The Civil War and a lack of cooperation from the Mormon community stymied investigations, which weren’t concluded for nearly two decades. In the meantime, John D. Lee was keeping a low profile in a remote corner along the Colorado River in northern Arizona. He established a ferry service with the donation of a boat by none other than John Wesley Powell, the famed, one-armed Civil War hero, rafter of the wild Colorado, and Grand Canyon explorer extraordinaire.

In 1874, Lee is found, captured, and arrested. Of the nine individuals indicted for the massacre, he is the only one to go on trial. A first ends in a hung jury, the second with a conviction.

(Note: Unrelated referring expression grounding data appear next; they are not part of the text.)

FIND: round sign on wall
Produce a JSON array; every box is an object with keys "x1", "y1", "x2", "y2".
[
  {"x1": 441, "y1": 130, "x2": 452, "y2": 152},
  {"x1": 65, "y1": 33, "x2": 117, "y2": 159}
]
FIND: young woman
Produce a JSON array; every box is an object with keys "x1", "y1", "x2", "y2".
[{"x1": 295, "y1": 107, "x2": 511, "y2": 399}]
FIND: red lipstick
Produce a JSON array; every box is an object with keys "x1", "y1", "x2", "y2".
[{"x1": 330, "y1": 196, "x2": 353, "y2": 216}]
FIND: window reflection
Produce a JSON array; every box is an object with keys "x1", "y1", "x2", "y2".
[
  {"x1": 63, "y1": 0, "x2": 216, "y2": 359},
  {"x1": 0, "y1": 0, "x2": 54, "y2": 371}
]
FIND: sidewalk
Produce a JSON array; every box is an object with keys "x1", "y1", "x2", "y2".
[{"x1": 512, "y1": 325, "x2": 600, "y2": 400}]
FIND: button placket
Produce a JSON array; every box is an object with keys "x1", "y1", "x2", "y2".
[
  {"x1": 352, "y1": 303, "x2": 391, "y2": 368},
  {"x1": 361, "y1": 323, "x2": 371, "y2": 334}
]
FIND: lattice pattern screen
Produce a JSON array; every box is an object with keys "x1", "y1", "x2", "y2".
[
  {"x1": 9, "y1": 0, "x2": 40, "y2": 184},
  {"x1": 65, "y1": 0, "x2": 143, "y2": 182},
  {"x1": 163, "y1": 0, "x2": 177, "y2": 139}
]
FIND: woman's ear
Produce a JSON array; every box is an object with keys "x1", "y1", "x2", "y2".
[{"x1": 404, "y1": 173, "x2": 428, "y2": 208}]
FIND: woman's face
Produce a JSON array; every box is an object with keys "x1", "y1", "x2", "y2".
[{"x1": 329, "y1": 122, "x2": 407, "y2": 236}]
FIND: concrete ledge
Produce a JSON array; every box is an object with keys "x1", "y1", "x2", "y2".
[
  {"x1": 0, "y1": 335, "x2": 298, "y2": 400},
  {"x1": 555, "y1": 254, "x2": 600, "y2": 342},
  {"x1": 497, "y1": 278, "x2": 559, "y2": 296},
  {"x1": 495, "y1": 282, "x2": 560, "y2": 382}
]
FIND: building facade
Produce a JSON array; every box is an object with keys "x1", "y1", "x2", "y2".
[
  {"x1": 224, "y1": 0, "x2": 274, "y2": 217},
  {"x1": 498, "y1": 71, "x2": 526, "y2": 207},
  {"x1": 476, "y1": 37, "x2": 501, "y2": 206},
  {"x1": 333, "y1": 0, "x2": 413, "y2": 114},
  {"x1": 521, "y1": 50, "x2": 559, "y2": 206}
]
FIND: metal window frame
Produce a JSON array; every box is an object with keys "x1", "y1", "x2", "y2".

His sentence is death and is meted out in a way that by today’s standards would be considered bizarrely dramatic. He is marched to the location of the massacre and executed by firing squad.

We missed Lee’s homestead that day. Just a mile and a half from the boat ramp, it was also home to the families who came after him to operate the ferry. The aptly named Lonely Dell Ranch with its log cabins, stone ranch house, orchard, and cemetery offers a glimpse of the back-breaking labor it took to be self-sufficient in this stark and isolated place. In the solitude of a quiet, cold December day, it isn’t difficult to imagine.